The door opened and the driver got out, no more than a youth, slim, in a dark blue hoodie and jeans. He pushed the door shut. He didn’t immediately use the key.
Danny’s right forefinger was poised over the switch. As Mr Singh had said, this was all about timing. You catch exact moment.
With a springy step and a bit of a swagger, the kid started walking in the direction of the footbridge. No one else was about. He hadn’t used the smart key yet. As if in an afterthought, about three paces from the car, he turned his head and glanced back.
Danny’s view was masked. All he could see was the youth’s back half-turned. It was impossible to tell for sure if the key was in his hand, but reasonable to assume it was. Drivers habitually took a few steps from their vehicle and then turned, pointed the key and pressed.
Now or never. Danny brought his finger down and instinctively ducked out of sight behind the terrace wall.
Nothing happened.
He had to remind himself that the whole point of the jammer was to get a negative result.
When Danny put his head above the wall again, the kid was halfway across the bridge, moving briskly.

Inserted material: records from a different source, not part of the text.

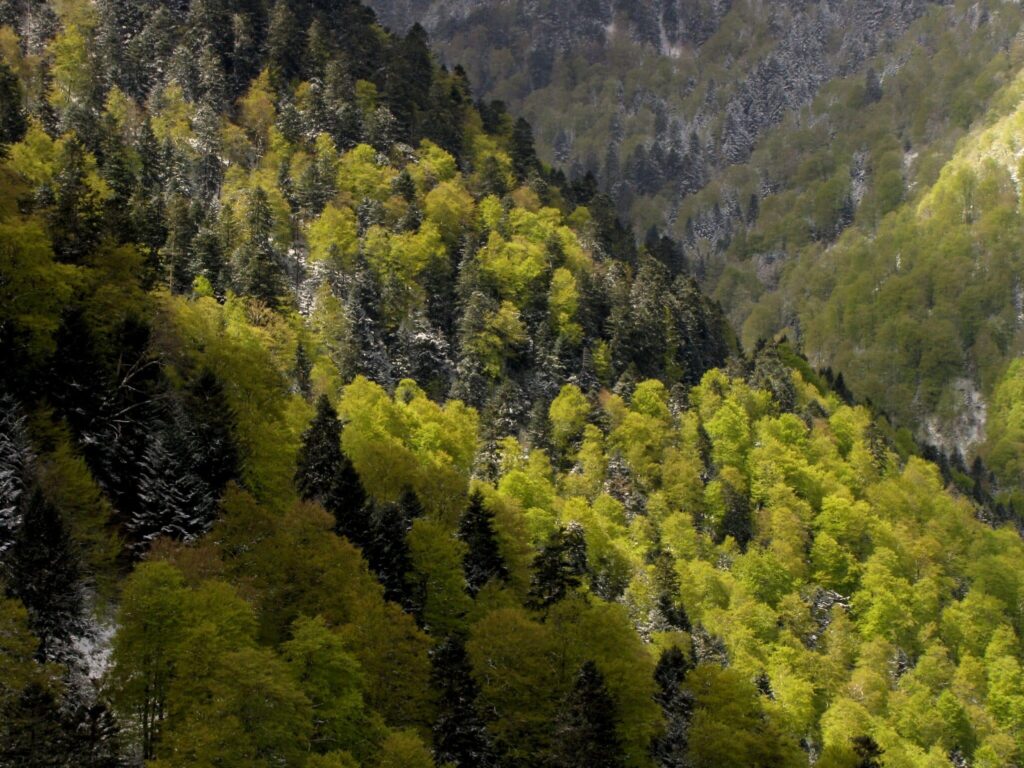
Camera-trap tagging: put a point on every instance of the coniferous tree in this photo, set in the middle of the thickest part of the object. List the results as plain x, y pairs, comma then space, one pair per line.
559, 567
302, 370
521, 150
482, 560
669, 606
44, 574
174, 501
461, 737
867, 752
586, 734
12, 119
670, 748
320, 456
209, 430
387, 550
736, 521
73, 210
260, 272
15, 463
326, 474
284, 42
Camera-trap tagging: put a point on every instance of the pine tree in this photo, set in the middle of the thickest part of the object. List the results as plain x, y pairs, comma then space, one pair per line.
867, 752
320, 456
44, 574
558, 567
586, 734
667, 580
74, 214
260, 269
482, 561
174, 501
326, 474
461, 738
285, 43
301, 371
737, 520
209, 431
387, 551
670, 748
15, 464
12, 119
521, 150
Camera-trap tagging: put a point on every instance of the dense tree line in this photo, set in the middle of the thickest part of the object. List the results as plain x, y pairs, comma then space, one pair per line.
339, 430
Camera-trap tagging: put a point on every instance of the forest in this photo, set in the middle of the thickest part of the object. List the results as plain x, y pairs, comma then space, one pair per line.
337, 429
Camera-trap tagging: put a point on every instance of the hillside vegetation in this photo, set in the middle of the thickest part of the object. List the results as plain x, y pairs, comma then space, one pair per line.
756, 134
338, 430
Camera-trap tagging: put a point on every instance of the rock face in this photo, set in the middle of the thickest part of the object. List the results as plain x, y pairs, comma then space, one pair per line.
653, 96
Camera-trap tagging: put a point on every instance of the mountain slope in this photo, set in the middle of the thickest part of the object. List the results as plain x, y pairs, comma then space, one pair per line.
756, 135
337, 430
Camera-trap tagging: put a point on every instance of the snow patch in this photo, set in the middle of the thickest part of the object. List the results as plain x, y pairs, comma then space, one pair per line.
967, 428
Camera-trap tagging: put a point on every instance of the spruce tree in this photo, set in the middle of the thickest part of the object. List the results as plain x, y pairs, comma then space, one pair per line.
586, 734
522, 151
558, 567
737, 520
260, 271
209, 431
483, 558
12, 119
301, 371
326, 475
15, 463
44, 574
387, 550
285, 43
670, 748
461, 737
174, 501
320, 456
867, 752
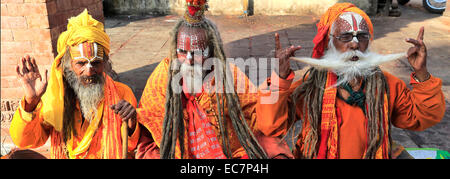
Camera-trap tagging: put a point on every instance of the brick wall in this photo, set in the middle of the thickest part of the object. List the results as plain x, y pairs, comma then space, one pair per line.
32, 27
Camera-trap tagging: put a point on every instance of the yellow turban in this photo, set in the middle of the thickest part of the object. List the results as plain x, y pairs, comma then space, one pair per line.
82, 28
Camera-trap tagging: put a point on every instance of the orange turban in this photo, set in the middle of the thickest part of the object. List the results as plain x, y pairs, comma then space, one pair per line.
324, 25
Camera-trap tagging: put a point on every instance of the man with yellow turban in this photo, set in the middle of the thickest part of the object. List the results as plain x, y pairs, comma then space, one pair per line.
345, 102
80, 108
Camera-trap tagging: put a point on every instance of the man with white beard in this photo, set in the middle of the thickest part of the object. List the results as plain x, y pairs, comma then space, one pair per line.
189, 111
345, 102
79, 107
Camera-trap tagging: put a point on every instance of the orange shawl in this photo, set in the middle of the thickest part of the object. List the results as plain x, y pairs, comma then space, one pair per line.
331, 119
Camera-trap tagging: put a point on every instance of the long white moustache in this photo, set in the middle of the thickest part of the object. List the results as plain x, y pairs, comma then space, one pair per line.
364, 61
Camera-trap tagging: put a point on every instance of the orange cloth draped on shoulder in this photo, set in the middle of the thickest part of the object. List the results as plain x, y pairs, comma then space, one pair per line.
416, 109
152, 103
30, 130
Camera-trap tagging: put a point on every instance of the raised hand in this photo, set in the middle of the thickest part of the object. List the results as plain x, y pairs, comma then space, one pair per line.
127, 112
283, 56
417, 56
33, 84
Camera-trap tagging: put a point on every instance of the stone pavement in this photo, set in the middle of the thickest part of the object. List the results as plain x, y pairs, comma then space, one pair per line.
140, 43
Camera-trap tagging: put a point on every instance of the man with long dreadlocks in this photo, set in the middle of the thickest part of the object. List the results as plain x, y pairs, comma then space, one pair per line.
345, 102
184, 106
80, 107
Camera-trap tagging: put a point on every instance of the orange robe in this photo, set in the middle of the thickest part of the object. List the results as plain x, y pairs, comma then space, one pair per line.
151, 112
415, 109
28, 130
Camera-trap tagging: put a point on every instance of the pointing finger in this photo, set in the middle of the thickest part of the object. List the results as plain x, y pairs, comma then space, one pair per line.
413, 41
18, 71
421, 32
293, 49
277, 42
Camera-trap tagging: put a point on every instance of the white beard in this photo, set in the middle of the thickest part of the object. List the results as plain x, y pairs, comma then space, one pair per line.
192, 77
347, 70
89, 96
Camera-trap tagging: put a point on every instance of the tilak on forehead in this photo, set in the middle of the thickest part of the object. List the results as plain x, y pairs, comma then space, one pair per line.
350, 22
332, 15
191, 39
87, 50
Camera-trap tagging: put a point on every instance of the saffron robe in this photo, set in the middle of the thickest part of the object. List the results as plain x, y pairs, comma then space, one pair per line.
29, 130
415, 109
151, 114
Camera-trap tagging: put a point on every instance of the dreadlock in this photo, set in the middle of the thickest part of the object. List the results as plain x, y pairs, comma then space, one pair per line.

Danny stowed the jammer in the carrier and hurried out, leaving almost half a glass of real ale behind. On his way through the lounge he raised his free hand in a farewell to the barmaid and stepped out of the building and round the side to where the BMW was parked.
A thousand blessings on Mr Singh. The pins were up. The car was unlocked, begging to be liberated.
But not yet.
He needed to use the second gizmo, the programmer, to make his own key before he could drive his free gift away.

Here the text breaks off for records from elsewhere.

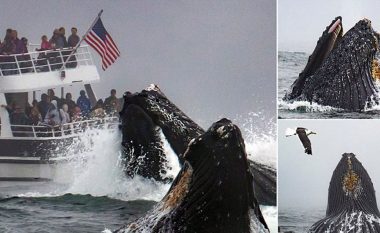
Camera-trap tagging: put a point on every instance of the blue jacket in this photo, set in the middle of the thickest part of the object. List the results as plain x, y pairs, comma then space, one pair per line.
84, 104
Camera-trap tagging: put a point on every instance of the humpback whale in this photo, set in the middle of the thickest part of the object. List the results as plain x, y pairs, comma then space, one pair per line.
339, 71
352, 203
213, 192
142, 146
179, 130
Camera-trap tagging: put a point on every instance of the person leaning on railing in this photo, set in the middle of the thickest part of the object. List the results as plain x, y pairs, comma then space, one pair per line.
35, 115
8, 47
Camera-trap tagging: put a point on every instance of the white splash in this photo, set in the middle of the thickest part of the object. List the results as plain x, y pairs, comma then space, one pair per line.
270, 214
260, 143
304, 106
289, 132
98, 170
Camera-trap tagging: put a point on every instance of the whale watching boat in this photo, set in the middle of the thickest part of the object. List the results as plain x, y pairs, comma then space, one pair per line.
28, 152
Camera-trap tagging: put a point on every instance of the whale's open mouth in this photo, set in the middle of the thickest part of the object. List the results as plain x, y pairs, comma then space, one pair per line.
340, 72
352, 203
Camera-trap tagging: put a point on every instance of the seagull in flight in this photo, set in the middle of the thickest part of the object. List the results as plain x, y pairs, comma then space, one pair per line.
303, 135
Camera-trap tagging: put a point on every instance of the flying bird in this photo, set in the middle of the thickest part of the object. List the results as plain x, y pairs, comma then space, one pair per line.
303, 134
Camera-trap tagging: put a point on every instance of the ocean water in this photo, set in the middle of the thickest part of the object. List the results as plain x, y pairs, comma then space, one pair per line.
290, 64
299, 220
91, 194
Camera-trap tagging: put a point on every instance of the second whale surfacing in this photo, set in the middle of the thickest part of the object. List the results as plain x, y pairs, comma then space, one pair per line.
213, 191
352, 205
339, 71
179, 130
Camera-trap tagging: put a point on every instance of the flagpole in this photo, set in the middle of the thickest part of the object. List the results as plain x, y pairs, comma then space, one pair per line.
77, 46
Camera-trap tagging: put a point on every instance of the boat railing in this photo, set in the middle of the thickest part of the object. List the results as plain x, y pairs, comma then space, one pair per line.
44, 61
62, 130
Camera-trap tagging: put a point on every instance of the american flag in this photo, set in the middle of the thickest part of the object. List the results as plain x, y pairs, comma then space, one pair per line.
99, 39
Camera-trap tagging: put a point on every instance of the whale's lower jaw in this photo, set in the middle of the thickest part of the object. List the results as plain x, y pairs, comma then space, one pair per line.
348, 222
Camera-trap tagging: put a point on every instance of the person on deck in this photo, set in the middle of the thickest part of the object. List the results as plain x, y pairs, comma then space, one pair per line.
98, 110
43, 105
18, 117
111, 104
73, 39
35, 115
61, 41
53, 116
18, 43
52, 97
84, 104
45, 44
70, 103
65, 117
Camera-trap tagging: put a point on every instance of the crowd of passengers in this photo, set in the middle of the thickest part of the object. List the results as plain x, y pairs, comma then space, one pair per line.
12, 45
54, 111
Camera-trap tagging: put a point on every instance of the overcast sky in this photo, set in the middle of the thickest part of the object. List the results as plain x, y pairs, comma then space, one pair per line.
301, 22
304, 179
211, 58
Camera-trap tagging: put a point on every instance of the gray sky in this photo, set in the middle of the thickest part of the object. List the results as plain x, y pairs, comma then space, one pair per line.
211, 58
301, 22
304, 179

After checking to make certain no one was about, he stepped round to the driver’s side and let himself in. The interior was still warm and smelt faintly of body odour. He left the door open. He dumped the carrier bag on the passenger seat and lifted out the programmer. Now it was a matter of locating the onboard diagnostic system and plugging in the sixteen-pin connector.
Should be simple.
Danny had been given a demonstration by Mr Singh, who was as wiry as a strip of three-core flex. Danny was overweight. Grovelling under the dashboard of a car wasn’t easy. On his knees and breathing hard, he made more room by pushing the seat back to its fullest extent. Just above the pull switch for the bonnet he found the cover with the letters OBD on it. He opened up, plugged in, watched the programmer light up, used the controls to collect the key code and then remembered he would need something else. He reached for the carrier and scrabbled inside for one of the blank fobs, found one and pressed it against the programmer.
All done in under three minutes.
Relieved, he unplugged, extracted himself and stood up. His hands were shaking and his knees were wobbly. He looked towards the footbridge and saw no one.
The next job would be more familiar: driving the thing away to get the registration plates changed. A guy called Stew was the local specialist, always relocating to outwit the fuzz and currently on a trading estate in Chichester, not more than twelve miles away.
Danny got in, slotted in the key and yelped in triumph as the dashboard lit up. The fuel tank was three-quarters full.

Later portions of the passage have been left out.